An annual festival is held in Tolpuddle, organised by the Trades Union Congress(TUC) featuring a parade of banners from many trade unions, a memorial service, speeches and music. The festival began with a call to the Kurdish youth, to take action against the imprisonment of the Kurdish leader, Abdullah Ocalan. The youth spoke to many people at the event, distributing informative leaflets and carrying the flag of the Leader.
Freedom For Ocalan
Every year thousands of political activists, trade unionists and members of the Labour Party joined the Tolpuddle Martyrs Festival in the town of Tolpuddle, Dorset, on 19, 20 and 21 July.
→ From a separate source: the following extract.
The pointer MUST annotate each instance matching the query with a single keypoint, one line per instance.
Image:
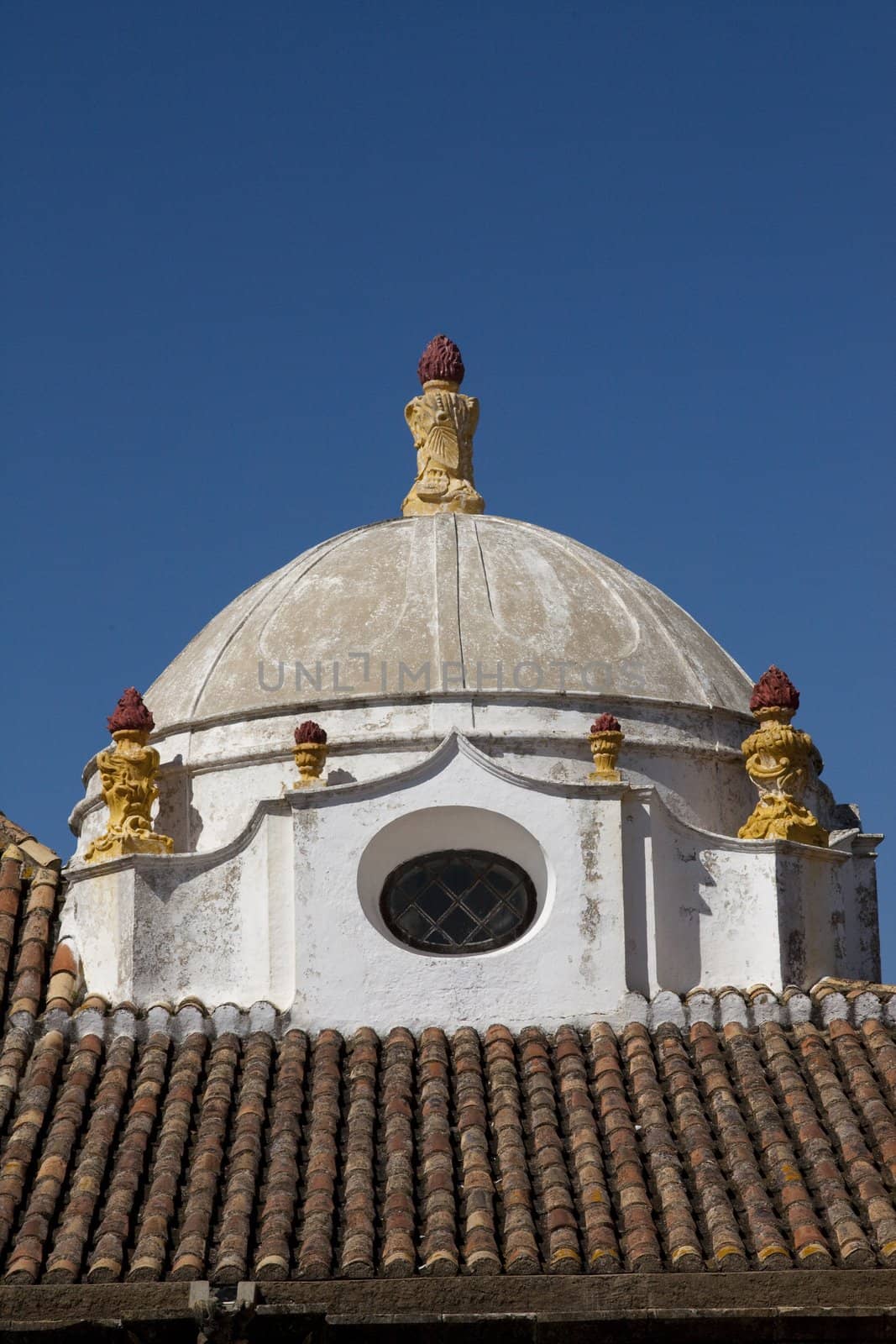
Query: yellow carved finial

This year’s festival was dedicated to the campaign, ‘Freedom For Ocalan’ launched by millions of Kurdish People as an initiative to fight for the freedom of imprisoned leader, Abdullah Ocalan.
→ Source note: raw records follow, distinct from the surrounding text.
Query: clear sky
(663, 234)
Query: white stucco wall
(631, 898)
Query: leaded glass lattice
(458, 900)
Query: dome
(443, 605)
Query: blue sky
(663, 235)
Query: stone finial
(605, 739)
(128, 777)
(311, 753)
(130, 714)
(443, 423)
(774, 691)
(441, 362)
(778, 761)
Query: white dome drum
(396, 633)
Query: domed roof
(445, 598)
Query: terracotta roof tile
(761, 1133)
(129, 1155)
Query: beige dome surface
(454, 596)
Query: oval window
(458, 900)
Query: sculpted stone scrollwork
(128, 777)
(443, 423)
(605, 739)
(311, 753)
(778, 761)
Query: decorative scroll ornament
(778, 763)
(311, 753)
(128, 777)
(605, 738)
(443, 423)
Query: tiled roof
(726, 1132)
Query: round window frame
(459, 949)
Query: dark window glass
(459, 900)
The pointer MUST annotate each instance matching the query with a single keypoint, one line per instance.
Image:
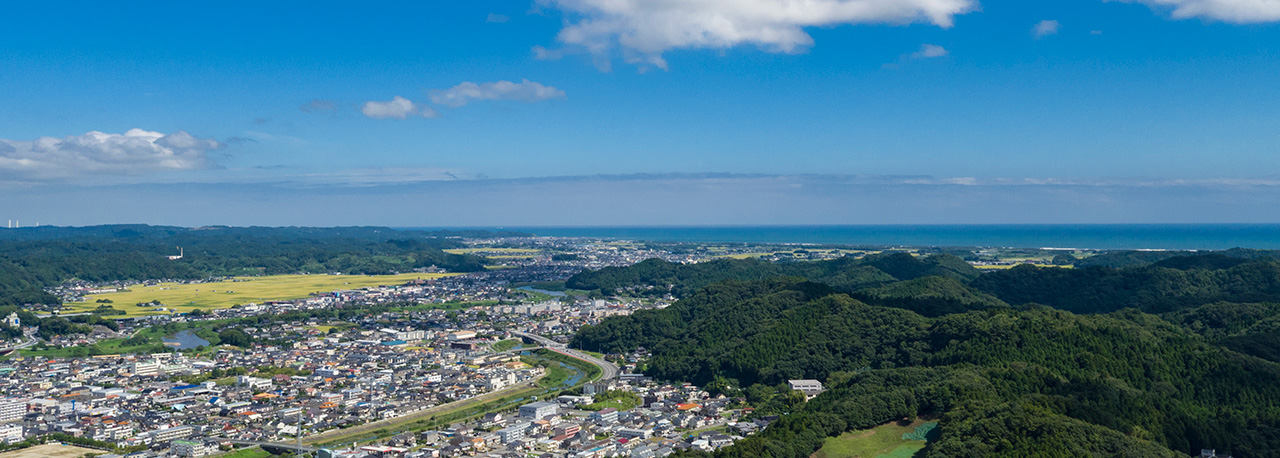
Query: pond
(184, 340)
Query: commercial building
(191, 448)
(12, 408)
(810, 388)
(606, 416)
(538, 410)
(10, 434)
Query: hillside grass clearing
(881, 442)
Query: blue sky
(1020, 106)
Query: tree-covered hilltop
(40, 257)
(1151, 288)
(1005, 380)
(929, 296)
(657, 276)
(1137, 259)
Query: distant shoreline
(1019, 236)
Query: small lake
(554, 293)
(184, 340)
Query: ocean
(1031, 236)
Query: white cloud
(524, 91)
(133, 152)
(318, 105)
(645, 28)
(928, 51)
(397, 108)
(1240, 12)
(1045, 28)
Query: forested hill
(137, 232)
(1136, 259)
(1165, 285)
(657, 276)
(1005, 381)
(136, 252)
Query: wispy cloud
(319, 105)
(1242, 12)
(397, 108)
(380, 196)
(643, 30)
(1045, 28)
(466, 92)
(929, 51)
(133, 152)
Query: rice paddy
(240, 291)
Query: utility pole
(300, 430)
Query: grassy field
(506, 344)
(254, 452)
(504, 251)
(223, 294)
(881, 442)
(553, 381)
(50, 450)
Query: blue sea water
(1083, 236)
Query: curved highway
(608, 370)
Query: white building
(146, 369)
(538, 410)
(254, 383)
(512, 433)
(10, 434)
(170, 434)
(12, 408)
(461, 335)
(191, 448)
(810, 388)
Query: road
(278, 445)
(364, 430)
(31, 340)
(608, 370)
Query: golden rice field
(246, 289)
(504, 251)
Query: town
(456, 366)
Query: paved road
(364, 430)
(608, 370)
(279, 445)
(30, 342)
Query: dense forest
(657, 276)
(1155, 360)
(32, 259)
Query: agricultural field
(887, 440)
(240, 291)
(50, 450)
(498, 252)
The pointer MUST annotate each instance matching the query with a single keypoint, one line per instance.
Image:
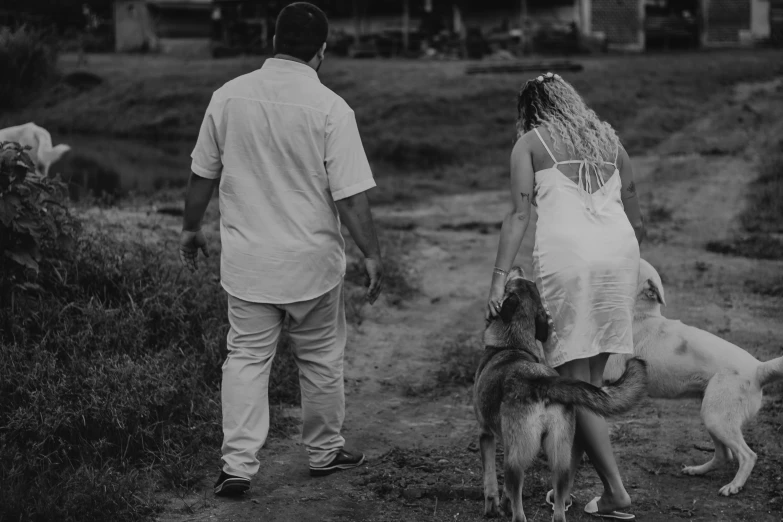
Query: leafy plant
(35, 225)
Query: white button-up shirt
(285, 148)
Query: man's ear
(542, 324)
(509, 307)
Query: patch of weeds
(659, 214)
(399, 282)
(773, 288)
(480, 227)
(459, 361)
(404, 153)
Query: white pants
(317, 328)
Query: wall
(759, 19)
(133, 27)
(487, 21)
(726, 23)
(621, 22)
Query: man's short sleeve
(347, 167)
(206, 155)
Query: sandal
(592, 509)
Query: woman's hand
(496, 291)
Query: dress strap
(545, 146)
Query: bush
(35, 226)
(28, 62)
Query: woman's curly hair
(552, 102)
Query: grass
(427, 127)
(28, 62)
(110, 379)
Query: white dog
(42, 152)
(683, 361)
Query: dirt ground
(420, 440)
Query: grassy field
(428, 127)
(92, 427)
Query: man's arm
(355, 214)
(192, 239)
(197, 198)
(630, 197)
(350, 177)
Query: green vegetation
(415, 116)
(762, 219)
(28, 63)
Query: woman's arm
(629, 195)
(514, 223)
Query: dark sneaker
(342, 461)
(230, 486)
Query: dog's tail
(769, 372)
(611, 399)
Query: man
(290, 164)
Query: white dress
(586, 261)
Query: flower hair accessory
(548, 77)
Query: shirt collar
(280, 64)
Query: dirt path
(392, 356)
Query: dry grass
(427, 127)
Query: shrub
(35, 226)
(28, 62)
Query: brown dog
(527, 404)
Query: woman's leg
(592, 436)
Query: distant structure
(181, 27)
(391, 27)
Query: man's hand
(373, 278)
(189, 245)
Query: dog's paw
(492, 507)
(505, 506)
(729, 490)
(693, 470)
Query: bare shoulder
(525, 144)
(622, 157)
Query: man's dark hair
(300, 31)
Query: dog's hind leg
(721, 457)
(558, 443)
(522, 441)
(731, 435)
(728, 402)
(491, 498)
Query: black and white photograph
(391, 260)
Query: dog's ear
(542, 324)
(510, 305)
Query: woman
(570, 164)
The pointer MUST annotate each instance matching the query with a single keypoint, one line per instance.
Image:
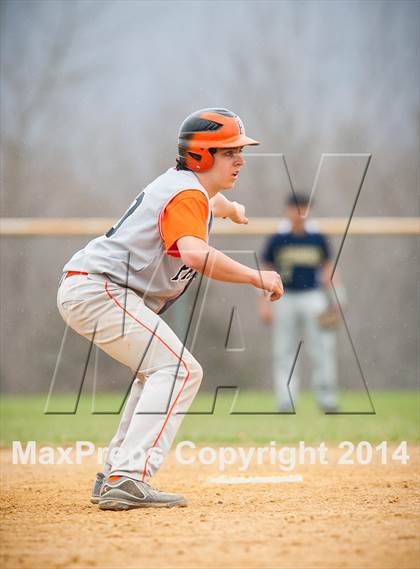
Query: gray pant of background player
(296, 319)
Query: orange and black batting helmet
(207, 129)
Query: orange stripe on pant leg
(172, 351)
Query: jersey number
(130, 210)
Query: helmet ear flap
(199, 161)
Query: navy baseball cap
(298, 199)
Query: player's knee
(196, 372)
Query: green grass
(396, 419)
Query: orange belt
(71, 273)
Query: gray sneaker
(97, 487)
(126, 493)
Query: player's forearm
(216, 265)
(221, 206)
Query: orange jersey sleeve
(185, 215)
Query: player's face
(226, 167)
(297, 214)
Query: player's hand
(270, 281)
(238, 213)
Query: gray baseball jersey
(132, 252)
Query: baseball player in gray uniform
(115, 289)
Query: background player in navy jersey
(301, 255)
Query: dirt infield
(339, 516)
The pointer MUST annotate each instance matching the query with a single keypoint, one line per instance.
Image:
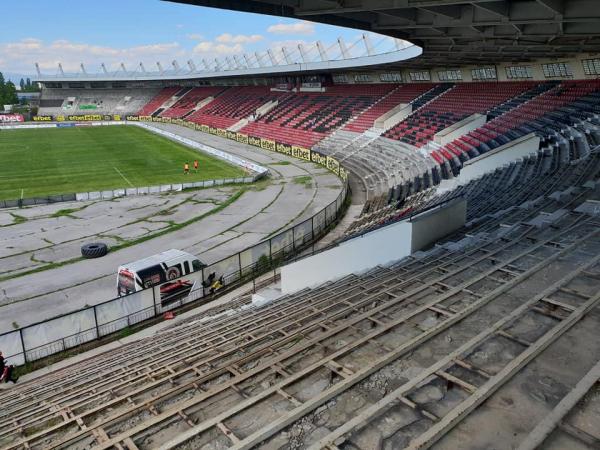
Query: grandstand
(481, 335)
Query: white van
(158, 269)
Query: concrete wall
(362, 253)
(490, 161)
(433, 225)
(393, 116)
(378, 247)
(459, 129)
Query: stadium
(384, 243)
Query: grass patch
(82, 159)
(18, 219)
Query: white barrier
(205, 148)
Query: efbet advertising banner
(333, 165)
(284, 148)
(11, 118)
(254, 141)
(42, 118)
(300, 153)
(267, 144)
(318, 159)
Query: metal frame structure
(453, 31)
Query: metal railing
(68, 331)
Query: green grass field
(49, 161)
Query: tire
(94, 250)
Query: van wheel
(94, 250)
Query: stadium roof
(453, 31)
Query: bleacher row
(403, 159)
(235, 373)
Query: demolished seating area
(454, 105)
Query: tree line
(8, 92)
(28, 86)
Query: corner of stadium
(382, 244)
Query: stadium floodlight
(272, 57)
(302, 51)
(322, 51)
(343, 48)
(368, 45)
(238, 62)
(259, 59)
(286, 55)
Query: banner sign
(318, 159)
(11, 118)
(284, 148)
(42, 118)
(254, 141)
(301, 153)
(333, 165)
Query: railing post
(96, 322)
(23, 345)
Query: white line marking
(123, 176)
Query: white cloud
(208, 47)
(300, 27)
(20, 56)
(227, 38)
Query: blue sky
(130, 31)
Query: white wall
(505, 154)
(362, 253)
The initiative, which gained a new dimension with the Durham Miners Festival, which was dedicated to the Freedom for Öcalan Campaign; has reached a new stage this year with the support of the Tolpuddle Martyrs Festival in Southern England.
The friendly society
The Tolpuddle Martyrs were a group of 19th-century British labourers who were arrested for and convicted of swearing a secret oath as members of the Friendly Society of Agricultural Labourers. The rules of the society show it was clearly structured as a friendly society and operated as a trade-specific benefit society. At the time, friendly societies had strong elements of what we now consider is the predominant role of trade unions.
The Reform Act of 1832 made unions legal, and that year six men from the Tolpuddle society protested against the gradual lowering of wages in the 1830s. They refused to work for less than 10 shillings a week, although by this time wages were as low as 6 shillings a week.
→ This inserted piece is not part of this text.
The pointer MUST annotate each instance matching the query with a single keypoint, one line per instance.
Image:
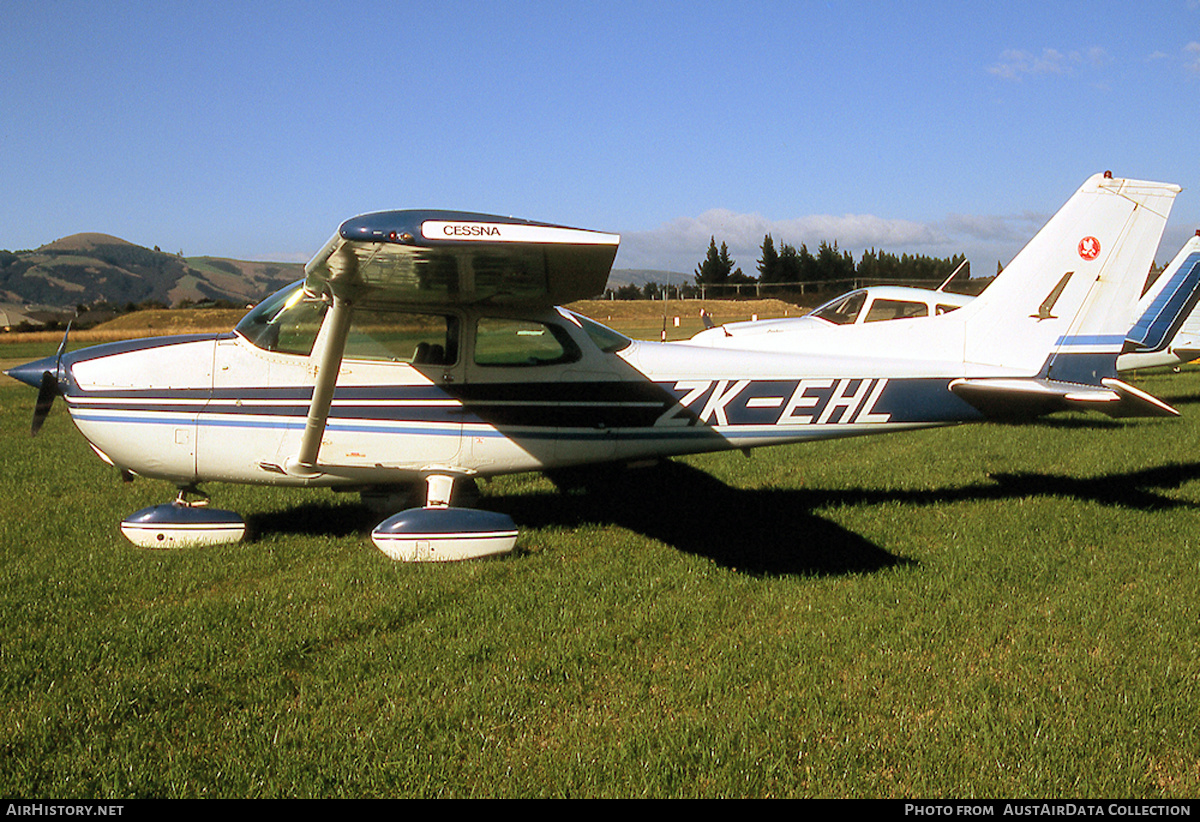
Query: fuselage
(468, 391)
The society, led by George Loveless, a Methodist local preacher, met in the house of Thomas Standfield.
In 1834 a local landowner wrote to the Prime Minister, Lord Melbourne, to complain about the union, invoking an obscure law from 1797 prohibiting people from swearing oaths to each other, which the Friendly Society had done. James Brine, James Hammett, George Loveless, George’s brother James, George’s brother-in-law Thomas Standfield, and Thomas’ son John Standfield were arrested, found guilty, and deported to Australia.
They became popular heroes and were released in 1836, with the support of Lord John Russell who had recently become Home Secretary. George Loveless was later involved in the Chartist Movement, while the others moved to London, Ontario, Canada, where there is now a monument in their honour. There was also a monument erected in their honour in Tolpuddle in 1934, and a sculpture of the martyrs made in 2001 stands in the village in front of the Martyrs Museum there.